As
a kid I was blessed to have gotten my hands on an ancient book of fairy
tales, many ancient books actually, the original Nancy Drews, the
Wizard of Oz. Some people don’t realize it, but these versions are
different from what we see today. They have characters full of
dimension, angst, suffering, sometimes a rare triumph and victory. We
have edited and sanitized these stories, bringing them more in line with
the political correct attitudes of today. The modern versions of Nancy
Drew are so flat and two-dimensional, so full of stupid and boring, she
has been rendered nearly impotent, transformed into something so
unappealing many girls have no interest in her at all anymore.

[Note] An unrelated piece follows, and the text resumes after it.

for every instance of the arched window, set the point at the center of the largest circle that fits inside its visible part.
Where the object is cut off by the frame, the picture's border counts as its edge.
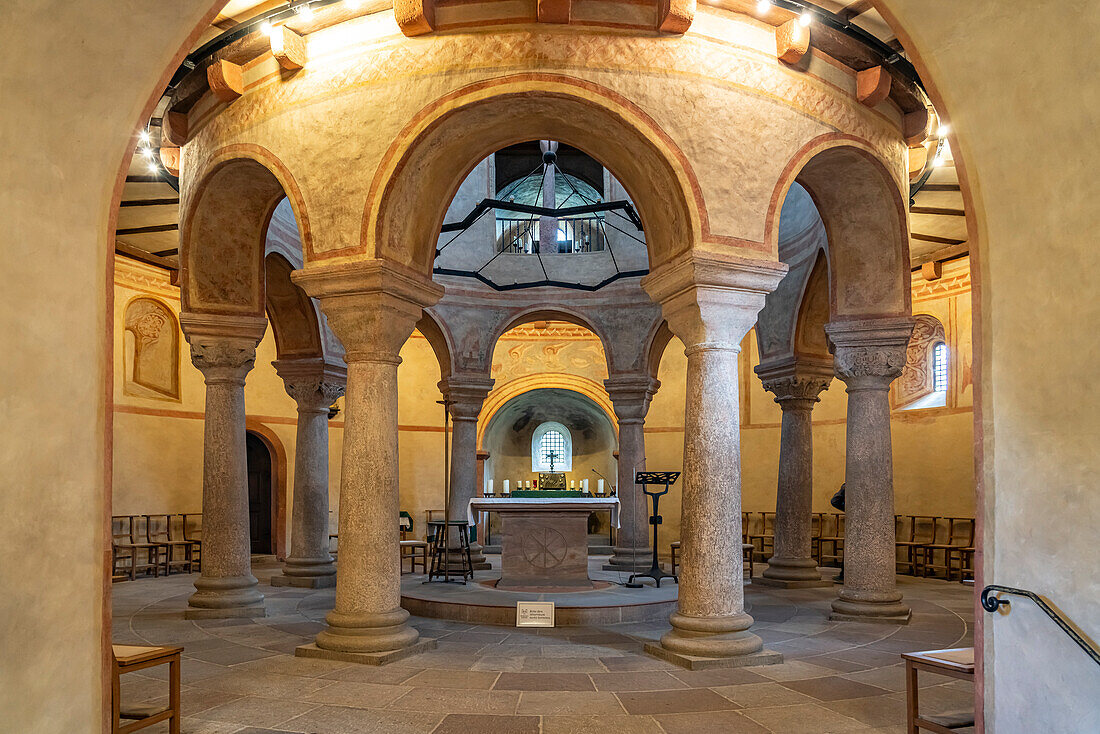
(551, 445)
(923, 383)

I remember reading many of these tales
and being horrified, traumatized even. But is that not the sign of a
really good piece of literature? Isn’t it somehow wonderful to finish a
book feeling as if you had just walked through those adventures yourself
and to now look up and realize your very perceptions of reality itself
have changed?
When it comes to fairy tales,
disneyfication happened, sanitizing those tales into something pleasant
and charming, something people would find appealing to share with their
children. We don’t want any trauma here, no uncomfortable feelings, and
certainly not any complex moral issues that might cause one to think too
critically or to question anything. Also, everyone must always get
their prince or princess and live happily ever after in a palace….

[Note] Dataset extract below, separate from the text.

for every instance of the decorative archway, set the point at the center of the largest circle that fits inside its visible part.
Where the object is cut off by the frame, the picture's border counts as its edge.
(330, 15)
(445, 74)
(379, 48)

I’ve been known to run around singing
like a teapot a la Angela Lansbury or trilling to the forest creatures
like Snow White, so it’s not as if enjoying these versions are bad or
something.
It’s simply that in the modern western
world we now live a rather sanitized and insulated existence, walled off
even from the nature of our own selves. Even love is now reduced to
something akin to a Hallmark card, a somewhat flat and two dimensional
thing involving receiving little commercialized tokens of affection and
endless romance. It is no surprise we have so much divorce, so much
unhappiness, so much frustration. Where’s my happily ever after, the
trilling forest creatures, the palace I ordered??
In the Gift of the Magi, she sells her
hair to buy him a chain for his watch, while he sells his watch to buy
her some combs for her hair. Those somewhat comical stories of human
foibles and sacrifice for love are all but forgotten today.
In the original Little Mermaid there is
no fun loving Ariel. She gives up everything, her identity, her very
life itself, just to taste what it is like to have a human soul, to
suffer unrequited love. She sacrifices her very life just to know human
suffering. She does not get her prince in the end, she sacrifices
herself and finds God instead.
Cinderella isn’t really a story about
true love and finding your prince, it’s a story about suffering and
grief, about unfair circumstances and injustice and the cruelty of human
beings. It’s about sexual competitiveness, power struggles, and the
hierarchies of human nature. It’s a about preserving your soul and
keeping your heart soft in the face of such challenges. It’s about the
beauty to be found in suffering, graciousness, humility. “Cinderella,”
the name itself, in all it’s different versions and translations, means
one whose worth is not seen on the outside.
Beauty and the Beast is about sacrifice
too, about letting go and learning how to love in the face of fear.
Beauty must let go of all her preconceived notions, her fears and simply
trust her heart, take a leap of faith. But the Beast must let go of
Beauty herself and risk living under a curse for the rest of his life.
There are lovely themes about freedom, sacrifice, and love, woven all
throughout the original story.
These are such valuable and important
life lessons to know, so I perceive the loss of these fairy tales as a
kind of theft. We have been robbed of the truth about our own selves and
deprived of the commonality of the human experience.
Pinocchio, he wants to be a real boy, but
he is trapped in his own deceptions. Truth is something we as people
tend to have a hard time with, always thinking we can improve the tale
of ourselves, simply by retelling it in a fashion more to our liking.